I appear to have damaged my Achilies tendon, this is a bit annoying as it means that I have to get up even earlier in order to get to the bus on time. I'm looking forward to it being light in the mornings as I'm getting a bit bored of the morning routine of getting twigs in my eye and falling in bushes.

Achilles.

Greek dude, liked fighting, mother was a goddess, didn’t like Trojans, had a dodgy ankle should have got a note from his mum excusing him from war; didn’t, got shot in the ankle and died.


Hearth

There is something very hypnotic about watching a log fire, it is possible to while away hours watching the flame whilst lost in thought. Apparently the Latin for Hearth also means focus.


Medusa

Much maligned and misunderstood chick, annoyed a goddess, hair turned to snakes, one glance would turn a mortal to stone.
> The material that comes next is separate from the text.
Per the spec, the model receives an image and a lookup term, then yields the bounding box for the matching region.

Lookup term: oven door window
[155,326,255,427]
Nowadays turning a mortal to stone and keeping dangerous pets would earn her an asbo back then she got her head chopped off by some guy called Jason.

Jason

Lost his multi-coloured dream coat and went off on a booze cruise around the med where he mainly cut the heads off things (Medusa, Minotaur, Pet Dogs) and threw stones at skeletons. Such behaviour can be seen being replicated by scores of British yoof on the Greek islands every summer.

Homer

Big yellow dude, wrote a book called the Ill Lad translation – Bad Lad about some chap called Ulysses.

Ulysses

Went to war on a big horse then ‘got lost’ on his way home, spent lots of time drinking and carrying on with goddesses in a manner unbecoming of a married man.